At least 95% of households in the Interview survey did not report expenditures on used cars or trucks in 2021, which explains why the mean is so low.

Very advanced workflow: Inflation adjusted food away from home expenditures by household size

Here I’m going to assume very little knowledge about the CE. I’d like to compare mean annual expenditures on food away from home between 2010 and 2020 by household size and I want to convert expenditures to 2023 dollars using the CPI. First I’d go to the CE PUMD Data Files page and download the files that I need for both years. I’ll also go to the CE PUMD Documentation page to download the hierarchical grouping files to get the UCCs for “Food away from home” and the CE Dictionary to find out what variable has data on the household size.

With all that done, now I want to look at the hierarchical grouping files for 2010 and 2020 for integrated data as they relate to “Food away from home”.

Code

integ10_hg <- ce_hg(
  2010,
  integrated,
  hg_zip_path = file.path(ce_data_dir, "stubs.zip")
)

integ20_hg <- ce_hg(
  2020,
  integrated,
  hg_zip_path = file.path(ce_data_dir, "stubs.zip")
)

First I’ll explore the titles of the hierarchical grouping files to see if any of them mention “food away”

Code

integ10_hg |>
  filter(str_detect(str_to_lower(title), "food away")) |>
  kable(booktabs = TRUE)

level	title	ucc	survey	factor
3	Food away from home	FOODAWAY	G	1

Now I’ll do the same for 2020.

Code

integ20_hg |>
  filter(str_detect(str_to_lower(title), "food away")) |>
  kable(booktabs = TRUE)

level	title	ucc	survey	factor
3	Food away from home	FOODAW	G	1

Here I’ll take note of the title, which is the same in both years (“Food away from home”). I’ll use that to get the UCCs for both years.

Code

food_away_uccs_10 <- integ10_hg |>
  ce_uccs(expenditure = "Food away from home")

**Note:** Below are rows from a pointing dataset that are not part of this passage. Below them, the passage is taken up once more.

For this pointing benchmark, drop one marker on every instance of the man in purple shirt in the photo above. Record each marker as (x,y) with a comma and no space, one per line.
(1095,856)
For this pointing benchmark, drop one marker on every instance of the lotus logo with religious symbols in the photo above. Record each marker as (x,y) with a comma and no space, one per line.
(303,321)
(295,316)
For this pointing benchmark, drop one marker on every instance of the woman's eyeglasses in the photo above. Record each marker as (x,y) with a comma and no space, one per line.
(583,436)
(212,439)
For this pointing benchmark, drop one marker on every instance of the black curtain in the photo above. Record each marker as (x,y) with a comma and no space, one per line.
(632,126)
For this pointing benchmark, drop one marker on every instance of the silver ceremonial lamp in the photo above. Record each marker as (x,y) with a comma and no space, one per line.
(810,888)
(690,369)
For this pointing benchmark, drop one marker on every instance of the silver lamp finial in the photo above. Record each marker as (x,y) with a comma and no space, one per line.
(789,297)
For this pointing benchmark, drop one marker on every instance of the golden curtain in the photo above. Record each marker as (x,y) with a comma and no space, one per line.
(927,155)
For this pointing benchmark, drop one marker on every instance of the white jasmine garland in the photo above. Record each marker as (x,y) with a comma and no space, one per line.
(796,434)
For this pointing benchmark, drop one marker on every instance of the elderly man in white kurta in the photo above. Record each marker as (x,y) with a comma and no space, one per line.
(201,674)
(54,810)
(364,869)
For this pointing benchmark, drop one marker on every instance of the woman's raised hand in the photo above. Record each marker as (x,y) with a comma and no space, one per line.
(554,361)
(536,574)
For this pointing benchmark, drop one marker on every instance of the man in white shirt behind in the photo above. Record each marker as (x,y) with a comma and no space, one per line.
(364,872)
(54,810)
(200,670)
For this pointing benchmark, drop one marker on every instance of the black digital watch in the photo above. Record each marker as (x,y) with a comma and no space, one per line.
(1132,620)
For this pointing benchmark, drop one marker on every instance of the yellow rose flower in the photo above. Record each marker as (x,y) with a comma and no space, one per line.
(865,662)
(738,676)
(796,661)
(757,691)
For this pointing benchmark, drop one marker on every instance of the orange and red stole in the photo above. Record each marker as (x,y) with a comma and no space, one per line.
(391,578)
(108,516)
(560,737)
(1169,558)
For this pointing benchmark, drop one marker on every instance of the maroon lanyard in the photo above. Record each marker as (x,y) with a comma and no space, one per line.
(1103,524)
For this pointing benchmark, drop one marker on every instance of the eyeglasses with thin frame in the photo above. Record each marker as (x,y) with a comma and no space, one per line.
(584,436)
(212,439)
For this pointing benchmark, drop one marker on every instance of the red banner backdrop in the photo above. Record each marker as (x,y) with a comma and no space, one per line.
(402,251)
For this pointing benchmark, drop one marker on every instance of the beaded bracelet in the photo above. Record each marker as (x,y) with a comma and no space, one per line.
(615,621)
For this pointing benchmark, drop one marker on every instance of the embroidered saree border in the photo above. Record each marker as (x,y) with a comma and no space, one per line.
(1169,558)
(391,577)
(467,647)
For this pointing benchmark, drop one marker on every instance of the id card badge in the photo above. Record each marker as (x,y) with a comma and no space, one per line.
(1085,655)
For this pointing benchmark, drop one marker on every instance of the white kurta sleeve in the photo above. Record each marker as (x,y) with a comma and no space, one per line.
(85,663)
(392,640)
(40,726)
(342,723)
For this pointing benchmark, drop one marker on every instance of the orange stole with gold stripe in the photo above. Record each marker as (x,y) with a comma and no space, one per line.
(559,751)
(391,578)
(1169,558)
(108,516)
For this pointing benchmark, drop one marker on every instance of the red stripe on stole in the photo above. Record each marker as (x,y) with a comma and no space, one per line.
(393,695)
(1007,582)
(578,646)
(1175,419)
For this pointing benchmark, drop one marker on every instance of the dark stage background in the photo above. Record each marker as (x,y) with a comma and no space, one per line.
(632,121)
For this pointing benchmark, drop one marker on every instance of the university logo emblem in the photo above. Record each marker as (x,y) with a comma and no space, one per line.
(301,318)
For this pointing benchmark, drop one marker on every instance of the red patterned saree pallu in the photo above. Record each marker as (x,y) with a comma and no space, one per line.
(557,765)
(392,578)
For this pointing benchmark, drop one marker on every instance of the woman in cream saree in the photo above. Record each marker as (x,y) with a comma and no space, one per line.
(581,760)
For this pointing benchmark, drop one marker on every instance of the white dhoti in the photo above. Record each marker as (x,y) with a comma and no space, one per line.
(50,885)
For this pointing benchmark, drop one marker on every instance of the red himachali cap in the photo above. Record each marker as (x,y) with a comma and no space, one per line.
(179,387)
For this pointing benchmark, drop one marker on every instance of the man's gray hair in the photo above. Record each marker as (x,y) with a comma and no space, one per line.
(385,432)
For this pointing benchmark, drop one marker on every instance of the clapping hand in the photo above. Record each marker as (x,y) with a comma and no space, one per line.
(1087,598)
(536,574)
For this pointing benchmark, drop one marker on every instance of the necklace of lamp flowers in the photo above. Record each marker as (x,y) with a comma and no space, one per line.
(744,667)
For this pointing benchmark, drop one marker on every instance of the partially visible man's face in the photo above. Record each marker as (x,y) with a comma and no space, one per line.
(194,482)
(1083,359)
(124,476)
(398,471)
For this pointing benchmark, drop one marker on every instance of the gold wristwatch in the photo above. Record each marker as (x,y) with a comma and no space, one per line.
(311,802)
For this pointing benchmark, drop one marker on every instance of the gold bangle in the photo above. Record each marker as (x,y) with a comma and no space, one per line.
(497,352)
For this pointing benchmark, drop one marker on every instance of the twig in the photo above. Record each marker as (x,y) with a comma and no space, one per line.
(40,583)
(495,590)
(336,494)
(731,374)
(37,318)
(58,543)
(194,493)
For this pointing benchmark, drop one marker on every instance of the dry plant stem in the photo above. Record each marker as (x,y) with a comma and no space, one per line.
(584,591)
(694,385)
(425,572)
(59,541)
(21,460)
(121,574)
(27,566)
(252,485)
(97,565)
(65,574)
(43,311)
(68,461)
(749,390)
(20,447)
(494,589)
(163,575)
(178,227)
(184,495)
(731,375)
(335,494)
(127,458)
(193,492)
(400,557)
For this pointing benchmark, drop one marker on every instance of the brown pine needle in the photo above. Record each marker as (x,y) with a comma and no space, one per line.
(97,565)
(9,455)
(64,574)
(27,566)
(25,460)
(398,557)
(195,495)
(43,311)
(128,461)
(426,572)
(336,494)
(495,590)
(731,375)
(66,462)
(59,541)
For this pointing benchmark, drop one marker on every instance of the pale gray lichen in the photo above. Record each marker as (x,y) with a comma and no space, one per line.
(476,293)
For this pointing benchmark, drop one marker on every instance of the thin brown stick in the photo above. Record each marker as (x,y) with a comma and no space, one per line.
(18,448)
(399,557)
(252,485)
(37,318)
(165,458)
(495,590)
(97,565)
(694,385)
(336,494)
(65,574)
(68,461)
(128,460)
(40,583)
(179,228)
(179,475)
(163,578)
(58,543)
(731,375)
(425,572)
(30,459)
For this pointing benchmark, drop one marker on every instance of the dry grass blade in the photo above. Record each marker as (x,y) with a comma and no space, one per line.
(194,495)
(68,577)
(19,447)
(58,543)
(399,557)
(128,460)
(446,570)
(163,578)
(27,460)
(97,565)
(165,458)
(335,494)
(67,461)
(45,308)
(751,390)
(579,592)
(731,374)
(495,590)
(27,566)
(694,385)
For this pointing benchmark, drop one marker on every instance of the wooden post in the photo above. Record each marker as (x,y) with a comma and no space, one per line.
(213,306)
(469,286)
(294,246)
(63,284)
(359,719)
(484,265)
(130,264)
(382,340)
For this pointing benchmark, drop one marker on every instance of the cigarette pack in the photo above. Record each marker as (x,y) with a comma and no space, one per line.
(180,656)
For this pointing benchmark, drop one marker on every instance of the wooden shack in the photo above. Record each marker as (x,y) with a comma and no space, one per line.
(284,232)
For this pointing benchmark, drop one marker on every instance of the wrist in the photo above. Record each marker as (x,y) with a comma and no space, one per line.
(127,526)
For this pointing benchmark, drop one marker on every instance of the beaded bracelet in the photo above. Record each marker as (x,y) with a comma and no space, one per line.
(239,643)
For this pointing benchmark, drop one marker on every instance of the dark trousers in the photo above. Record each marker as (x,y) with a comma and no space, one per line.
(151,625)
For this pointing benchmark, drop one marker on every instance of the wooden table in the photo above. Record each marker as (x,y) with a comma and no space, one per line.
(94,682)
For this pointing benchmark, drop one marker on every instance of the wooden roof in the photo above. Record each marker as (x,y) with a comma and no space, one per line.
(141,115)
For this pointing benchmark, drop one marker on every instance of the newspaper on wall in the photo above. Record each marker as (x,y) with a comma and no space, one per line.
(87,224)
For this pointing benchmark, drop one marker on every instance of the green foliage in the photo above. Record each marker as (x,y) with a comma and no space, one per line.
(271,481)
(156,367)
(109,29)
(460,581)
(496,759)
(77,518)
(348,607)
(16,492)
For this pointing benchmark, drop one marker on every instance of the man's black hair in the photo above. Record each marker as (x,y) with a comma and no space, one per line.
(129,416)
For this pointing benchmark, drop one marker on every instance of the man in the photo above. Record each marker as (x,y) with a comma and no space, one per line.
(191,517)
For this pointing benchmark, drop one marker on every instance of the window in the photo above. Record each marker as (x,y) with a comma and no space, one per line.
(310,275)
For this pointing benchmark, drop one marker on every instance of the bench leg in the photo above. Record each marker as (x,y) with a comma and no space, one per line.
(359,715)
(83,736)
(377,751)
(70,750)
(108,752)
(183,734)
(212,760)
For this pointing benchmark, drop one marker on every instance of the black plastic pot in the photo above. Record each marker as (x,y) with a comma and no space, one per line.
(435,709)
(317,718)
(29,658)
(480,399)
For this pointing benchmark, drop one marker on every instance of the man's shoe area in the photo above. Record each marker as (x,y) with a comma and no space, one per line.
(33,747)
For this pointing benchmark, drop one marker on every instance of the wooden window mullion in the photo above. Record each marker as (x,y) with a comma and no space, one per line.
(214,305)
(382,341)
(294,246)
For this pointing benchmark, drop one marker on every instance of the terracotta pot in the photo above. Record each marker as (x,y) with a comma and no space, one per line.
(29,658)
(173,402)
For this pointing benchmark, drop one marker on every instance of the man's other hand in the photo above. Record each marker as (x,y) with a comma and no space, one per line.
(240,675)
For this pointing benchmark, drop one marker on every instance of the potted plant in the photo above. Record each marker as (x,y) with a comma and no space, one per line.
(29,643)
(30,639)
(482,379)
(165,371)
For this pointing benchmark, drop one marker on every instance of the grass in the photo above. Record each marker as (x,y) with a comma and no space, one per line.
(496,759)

food_away_uccs_20 <- integ20_hg |>
  ce_uccs(expenditure = "Food away from home")

Here’s a quick look at the UCCs from 2010.

Code

food_away_uccs_10

 [1] "190111" "190111" "190111" "190112" "190113" "190114" "190211" "190211"
 [9] "190211" "190212" "190213" "190214" "190311" "190311" "190311" "190311"
[17] "190312" "190312" "190313" "190313" "190314" "190314" "190321" "190321"
[25] "190321" "190322" "190323" "190323" "190324" "190324" "190901" "190902"
[33] "190903" "790430" "800700"

Now the 2020 UCCs.

Code

food_away_uccs_10

 [1] "190111" "190111" "190111" "190112" "190113" "190114" "190211" "190211"
 [9] "190211" "190212" "190213" "190214" "190311" "190311" "190311" "190311"
[17] "190312" "190312" "190313" "190313" "190314" "190314" "190321" "190321"
[25] "190321" "190322" "190323" "190323" "190324" "190324" "190901" "190902"
[33] "190903" "790430" "800700"

The vectors of UCCs look identical, but I’ll keep both just to be cautious.

Code

sheet_names <- excel_sheets(file.path(ce_data_dir, "ce-data-dict.xlsx")) |> str_flatten(", ")

Next I’ll turn to finding the variable for household size in the CE data dictionary. It’s important to remember that the dictionary is stored as an “XLSX” workbook that has three worksheets named Cover, Variables, Codes . I’ll use functions from the readxl package to work with the dictionary.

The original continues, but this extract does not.